The methodology hinges on ensemble docking, which integrates MD results to dock compound databases into multiple conformations of protein binding sites. This strategy effectively captures the dynamic nature of these sites, enhancing the accuracy of docking predictions. The study’s focus was on 24 systems derived from eight proteins in the SARS-CoV-2 proteome, the virus responsible for COVID-19.

The MD simulations employed temperature replica exchange enhanced sampling, a technique that utilizes massively parallel supercomputing to expedite the exploration of protein configurational space. By harnessing the Summit supercomputer at Oak Ridge National Laboratory, the researchers achieved an unprecedented rate of over one millisecond of enhanced sampling MD per day.

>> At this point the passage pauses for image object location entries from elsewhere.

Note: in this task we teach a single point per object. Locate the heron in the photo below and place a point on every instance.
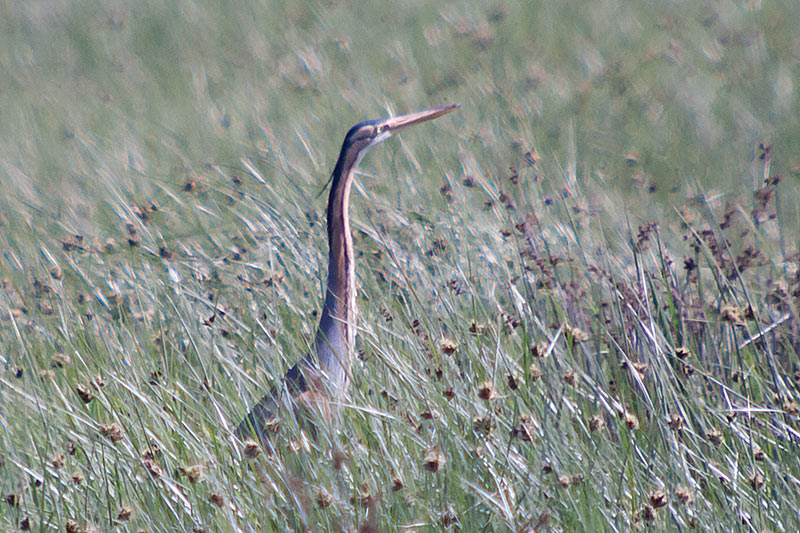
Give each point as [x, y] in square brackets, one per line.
[324, 374]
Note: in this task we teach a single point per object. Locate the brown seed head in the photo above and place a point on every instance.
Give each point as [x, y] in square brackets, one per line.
[596, 423]
[433, 460]
[448, 346]
[714, 437]
[486, 391]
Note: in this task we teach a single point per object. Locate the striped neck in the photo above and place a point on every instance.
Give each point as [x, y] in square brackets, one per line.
[337, 327]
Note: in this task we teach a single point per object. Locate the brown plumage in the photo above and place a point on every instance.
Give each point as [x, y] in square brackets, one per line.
[324, 374]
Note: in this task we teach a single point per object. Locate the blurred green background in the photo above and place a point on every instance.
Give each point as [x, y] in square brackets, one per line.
[163, 161]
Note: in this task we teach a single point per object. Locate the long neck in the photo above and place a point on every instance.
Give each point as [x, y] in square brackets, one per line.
[337, 327]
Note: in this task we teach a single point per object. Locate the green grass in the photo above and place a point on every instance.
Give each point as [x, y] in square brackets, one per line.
[590, 235]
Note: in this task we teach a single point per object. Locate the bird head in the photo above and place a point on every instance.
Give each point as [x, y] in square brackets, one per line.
[367, 134]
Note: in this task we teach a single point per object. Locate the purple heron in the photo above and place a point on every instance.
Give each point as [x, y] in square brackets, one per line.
[325, 372]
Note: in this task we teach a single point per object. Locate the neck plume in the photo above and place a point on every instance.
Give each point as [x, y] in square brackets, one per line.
[335, 338]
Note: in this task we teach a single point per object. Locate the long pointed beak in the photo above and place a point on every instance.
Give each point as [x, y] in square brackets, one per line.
[404, 121]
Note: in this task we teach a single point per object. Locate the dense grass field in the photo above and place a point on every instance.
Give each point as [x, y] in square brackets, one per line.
[579, 294]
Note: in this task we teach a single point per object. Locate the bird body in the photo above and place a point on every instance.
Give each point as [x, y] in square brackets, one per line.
[325, 372]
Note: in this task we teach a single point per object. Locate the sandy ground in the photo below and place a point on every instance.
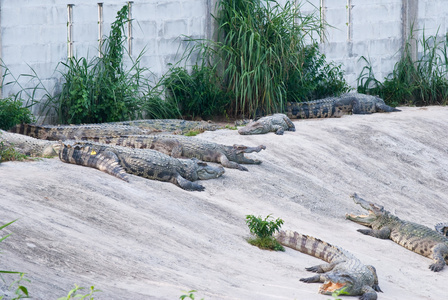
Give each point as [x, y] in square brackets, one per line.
[152, 240]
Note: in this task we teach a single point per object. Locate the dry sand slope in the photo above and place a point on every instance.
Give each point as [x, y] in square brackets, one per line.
[153, 240]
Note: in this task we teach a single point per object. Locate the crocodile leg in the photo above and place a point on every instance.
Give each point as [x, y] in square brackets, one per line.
[230, 164]
[439, 253]
[381, 107]
[383, 233]
[376, 286]
[278, 129]
[245, 149]
[186, 184]
[313, 279]
[323, 267]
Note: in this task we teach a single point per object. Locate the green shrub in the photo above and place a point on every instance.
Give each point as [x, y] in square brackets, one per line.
[263, 229]
[265, 59]
[101, 89]
[198, 93]
[21, 291]
[12, 113]
[8, 153]
[317, 79]
[420, 82]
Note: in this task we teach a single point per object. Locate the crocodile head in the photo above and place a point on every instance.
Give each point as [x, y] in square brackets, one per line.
[375, 212]
[253, 128]
[194, 169]
[236, 153]
[337, 283]
[205, 171]
[362, 282]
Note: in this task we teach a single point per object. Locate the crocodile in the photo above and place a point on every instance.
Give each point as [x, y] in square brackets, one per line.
[277, 123]
[151, 164]
[442, 228]
[354, 103]
[28, 145]
[415, 237]
[342, 271]
[186, 147]
[175, 126]
[67, 132]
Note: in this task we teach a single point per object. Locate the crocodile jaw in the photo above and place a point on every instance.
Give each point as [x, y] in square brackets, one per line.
[252, 128]
[209, 172]
[365, 220]
[330, 287]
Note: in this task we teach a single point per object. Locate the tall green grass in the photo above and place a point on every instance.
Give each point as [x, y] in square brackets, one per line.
[102, 89]
[266, 54]
[419, 82]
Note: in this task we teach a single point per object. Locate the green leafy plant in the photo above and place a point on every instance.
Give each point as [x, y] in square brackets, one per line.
[198, 93]
[262, 59]
[8, 153]
[102, 89]
[263, 229]
[21, 291]
[317, 79]
[12, 112]
[336, 294]
[73, 294]
[264, 55]
[189, 295]
[419, 82]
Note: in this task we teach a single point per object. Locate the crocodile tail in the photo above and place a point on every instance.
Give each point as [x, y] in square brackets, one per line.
[324, 108]
[105, 161]
[309, 245]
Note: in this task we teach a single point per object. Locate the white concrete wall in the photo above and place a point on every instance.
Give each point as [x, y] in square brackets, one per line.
[34, 33]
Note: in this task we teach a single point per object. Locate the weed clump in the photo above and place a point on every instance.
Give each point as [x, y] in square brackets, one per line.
[418, 82]
[12, 113]
[263, 229]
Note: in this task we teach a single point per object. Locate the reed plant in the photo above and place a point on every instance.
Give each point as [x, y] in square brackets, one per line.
[102, 89]
[422, 81]
[264, 53]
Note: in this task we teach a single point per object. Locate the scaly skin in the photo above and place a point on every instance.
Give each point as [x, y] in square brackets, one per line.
[171, 125]
[415, 237]
[342, 271]
[69, 132]
[186, 147]
[141, 162]
[30, 146]
[338, 106]
[277, 123]
[442, 228]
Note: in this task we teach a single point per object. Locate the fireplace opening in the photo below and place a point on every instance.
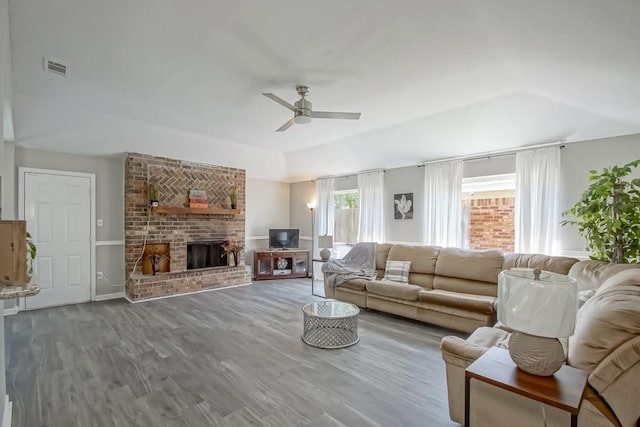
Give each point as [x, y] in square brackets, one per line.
[205, 255]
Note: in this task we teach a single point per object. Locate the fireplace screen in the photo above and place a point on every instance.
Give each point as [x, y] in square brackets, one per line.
[205, 255]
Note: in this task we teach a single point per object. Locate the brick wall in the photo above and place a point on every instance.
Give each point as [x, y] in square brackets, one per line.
[491, 223]
[174, 179]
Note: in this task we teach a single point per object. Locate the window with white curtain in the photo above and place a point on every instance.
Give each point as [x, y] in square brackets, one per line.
[488, 204]
[346, 221]
[537, 215]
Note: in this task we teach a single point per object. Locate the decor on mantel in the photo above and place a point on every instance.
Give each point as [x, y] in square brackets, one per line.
[607, 215]
[198, 199]
[154, 194]
[232, 251]
[233, 197]
[156, 259]
[177, 225]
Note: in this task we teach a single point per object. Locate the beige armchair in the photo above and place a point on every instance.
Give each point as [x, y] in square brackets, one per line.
[606, 344]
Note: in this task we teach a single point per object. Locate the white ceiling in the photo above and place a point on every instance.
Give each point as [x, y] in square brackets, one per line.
[432, 79]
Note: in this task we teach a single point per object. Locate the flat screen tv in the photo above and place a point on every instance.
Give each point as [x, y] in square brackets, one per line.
[284, 238]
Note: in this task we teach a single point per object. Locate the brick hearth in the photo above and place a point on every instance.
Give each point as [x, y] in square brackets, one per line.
[174, 179]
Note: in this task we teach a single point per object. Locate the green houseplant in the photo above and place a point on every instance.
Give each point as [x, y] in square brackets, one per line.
[31, 255]
[608, 215]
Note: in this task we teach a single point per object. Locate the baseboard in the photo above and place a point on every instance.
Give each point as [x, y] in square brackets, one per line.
[8, 409]
[185, 293]
[114, 295]
[11, 311]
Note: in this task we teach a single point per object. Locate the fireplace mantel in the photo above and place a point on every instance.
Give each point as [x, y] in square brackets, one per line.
[176, 225]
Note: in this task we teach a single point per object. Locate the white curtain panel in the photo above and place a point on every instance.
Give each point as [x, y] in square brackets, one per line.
[536, 215]
[371, 211]
[443, 204]
[324, 217]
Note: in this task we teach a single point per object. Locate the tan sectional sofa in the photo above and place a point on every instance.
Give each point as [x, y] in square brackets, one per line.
[606, 344]
[450, 287]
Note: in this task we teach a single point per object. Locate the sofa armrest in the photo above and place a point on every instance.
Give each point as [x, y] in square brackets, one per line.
[615, 380]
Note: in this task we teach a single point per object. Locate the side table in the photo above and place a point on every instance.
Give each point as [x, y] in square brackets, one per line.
[313, 270]
[563, 390]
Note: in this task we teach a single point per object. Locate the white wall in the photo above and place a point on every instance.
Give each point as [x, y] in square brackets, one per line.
[267, 207]
[577, 160]
[299, 214]
[5, 163]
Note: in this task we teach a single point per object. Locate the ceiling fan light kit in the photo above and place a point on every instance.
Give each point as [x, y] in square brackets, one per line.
[303, 111]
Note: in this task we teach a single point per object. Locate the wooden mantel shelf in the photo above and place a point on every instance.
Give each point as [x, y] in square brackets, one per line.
[196, 211]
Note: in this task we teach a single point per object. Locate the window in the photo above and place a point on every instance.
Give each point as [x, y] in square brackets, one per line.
[488, 206]
[345, 232]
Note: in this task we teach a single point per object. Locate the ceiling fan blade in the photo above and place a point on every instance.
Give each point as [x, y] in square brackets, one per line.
[285, 126]
[334, 115]
[280, 101]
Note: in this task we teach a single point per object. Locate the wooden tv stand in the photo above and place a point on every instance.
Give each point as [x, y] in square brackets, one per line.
[295, 263]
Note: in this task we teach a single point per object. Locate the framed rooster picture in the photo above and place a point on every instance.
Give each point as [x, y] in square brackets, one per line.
[403, 206]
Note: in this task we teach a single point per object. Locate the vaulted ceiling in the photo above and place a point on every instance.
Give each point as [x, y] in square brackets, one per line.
[432, 79]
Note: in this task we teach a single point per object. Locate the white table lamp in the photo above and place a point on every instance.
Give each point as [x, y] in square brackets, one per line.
[540, 307]
[325, 242]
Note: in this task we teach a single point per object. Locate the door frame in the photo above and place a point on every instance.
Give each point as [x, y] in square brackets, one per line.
[22, 172]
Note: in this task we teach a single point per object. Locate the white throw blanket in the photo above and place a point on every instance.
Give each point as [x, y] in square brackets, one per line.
[360, 261]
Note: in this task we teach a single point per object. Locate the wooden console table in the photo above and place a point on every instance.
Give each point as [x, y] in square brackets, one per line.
[281, 264]
[563, 390]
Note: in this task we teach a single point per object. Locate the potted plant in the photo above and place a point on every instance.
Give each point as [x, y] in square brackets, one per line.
[233, 197]
[154, 194]
[31, 255]
[232, 251]
[608, 215]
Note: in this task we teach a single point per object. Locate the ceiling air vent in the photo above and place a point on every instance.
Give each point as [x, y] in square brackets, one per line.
[55, 67]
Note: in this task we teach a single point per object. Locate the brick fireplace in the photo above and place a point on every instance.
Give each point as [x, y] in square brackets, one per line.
[181, 227]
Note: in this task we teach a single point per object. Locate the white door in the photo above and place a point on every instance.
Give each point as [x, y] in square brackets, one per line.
[57, 209]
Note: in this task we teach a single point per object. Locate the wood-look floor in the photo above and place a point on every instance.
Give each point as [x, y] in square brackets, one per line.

For the docking process, the team used AutoDock Vina to dock repurposing databases to ten distinct configurations of each of the 24 SARS-CoV-2 systems. Remarkably, they demonstrated that with AutoDock-GPU on Summit, they could perform exhaustive docking of one billion compounds in less than 24 hours, showcasing the incredible computational efficiency and capability of their pipeline.

Preliminary results from this study highlight the potential of this supercomputing-driven approach in identifying promising drug candidates against SARS-CoV-2. The researchers also outlined future enhancements to the pipeline, including the integration of quantum mechanical (QM) methods, machine learning (ML), and artificial intelligence (AI) for clustering MD trajectories and rescoring docking poses.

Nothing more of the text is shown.